If you are going to get anywhere in life you need to know your mistakes, and in at least this one area, just about anyone can help you. Think about it. Don't you see the mistakes of the people around you? Now, if they could see their mistakes, see how counter-productive they are, in the same way you do, for sure they would stop.

So what's the problem? They don't see the mistakes the way you see them. They see them the way they see them, and not only that, they don't want to listen to you telling them.

Sounds pretty stupid doesn't it?

Well, look in the mirror; that's us! Everyone around us sees our mistakes, too, and if we would listen, oh, how much better life would be.

Simply put, listen to anyone who wants to teach you something. Looking stupid is so much better than being stupid. That is what Ben Zoma is trying to teach us. And that is the message of Yehuda.

Yehuda quite possibly reaches the bottom of the barrel in embarrassing moments. I just can't imagine facing an accused prostitute, accused by me that is, and realizing "she is more righteous than me." (Yehuda's words, Genesis 39:27).

Yehuda didn't have to admit his guilt. It was quite clear from Tamar's remarks that she was not going to publicly name him. But Yehuda knew he had to learn from her, because, as Ben Zoma points out, it is so much better to learn from your mistakes than to keep repeating them.

If the world produced people who never sinned, that would make a nice change. But as King Solomon (Koheles 7:20) pointed out, "There is no one in the world who does not sin." In the world we have, not making mistakes is not an option, but learning from your mistakes is. Rare as it may be.

Rare, but not difficult. We actually live this way in the area of health.

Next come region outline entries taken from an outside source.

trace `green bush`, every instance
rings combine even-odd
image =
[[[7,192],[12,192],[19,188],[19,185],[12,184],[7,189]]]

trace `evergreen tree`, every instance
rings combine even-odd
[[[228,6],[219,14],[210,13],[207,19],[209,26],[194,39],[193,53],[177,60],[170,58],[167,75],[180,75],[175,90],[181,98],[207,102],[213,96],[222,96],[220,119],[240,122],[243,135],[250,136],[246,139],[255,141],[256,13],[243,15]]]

When it comes to an infection, malady, sore, rash or any number of bothersome complaints, we will listen to just about anyone.

When it comes to health, we are naturally wise. Therefore, be wise when it comes to life.

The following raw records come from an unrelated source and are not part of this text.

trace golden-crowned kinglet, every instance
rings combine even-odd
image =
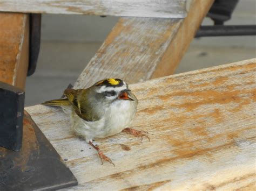
[[[145,135],[146,132],[126,128],[136,113],[138,100],[123,80],[107,79],[87,89],[66,89],[64,95],[66,97],[42,104],[62,107],[71,116],[73,130],[97,151],[102,163],[103,159],[114,165],[92,143],[94,138],[106,137],[122,131],[149,138]]]

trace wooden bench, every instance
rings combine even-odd
[[[255,188],[256,59],[133,84],[132,127],[96,140],[114,167],[70,129],[60,109],[25,108],[78,181],[74,189]],[[78,82],[77,86],[83,86]]]

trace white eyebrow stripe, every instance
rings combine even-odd
[[[104,91],[121,91],[122,90],[124,90],[126,89],[126,86],[121,86],[121,87],[106,87],[105,86],[103,86],[99,88],[99,89],[96,90],[96,91],[98,93],[102,93]]]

It is no accident therefore, that from Yehuda come the kings of Israel. "Learn from all men" means, don't let your insecurities stop you from listening. Wisdom is more important than that. The key is not how much you know but how much you desire to know.

A wise man learns from the mistakes of others, a fool has to learn from his own mistakes, and insanity is even worse: The insane don't even do that! A crazy person is someone who keeps making the same mistakes over and over expecting different results.

Why are we wise in health and fools in business? There is even an expression just designed for when you give business advice: "Mind your own business!" Unfortunately, it's an expression used in parenting too.

Wouldn't your business do better, and maybe even your children, if we listened to other's as much as we do in health. When it comes to health, getting a regular check-up is the norm, don't your parenting skills need the same?

So, if you want my advice, listen to the advice of others. It's a lot better than being crazy.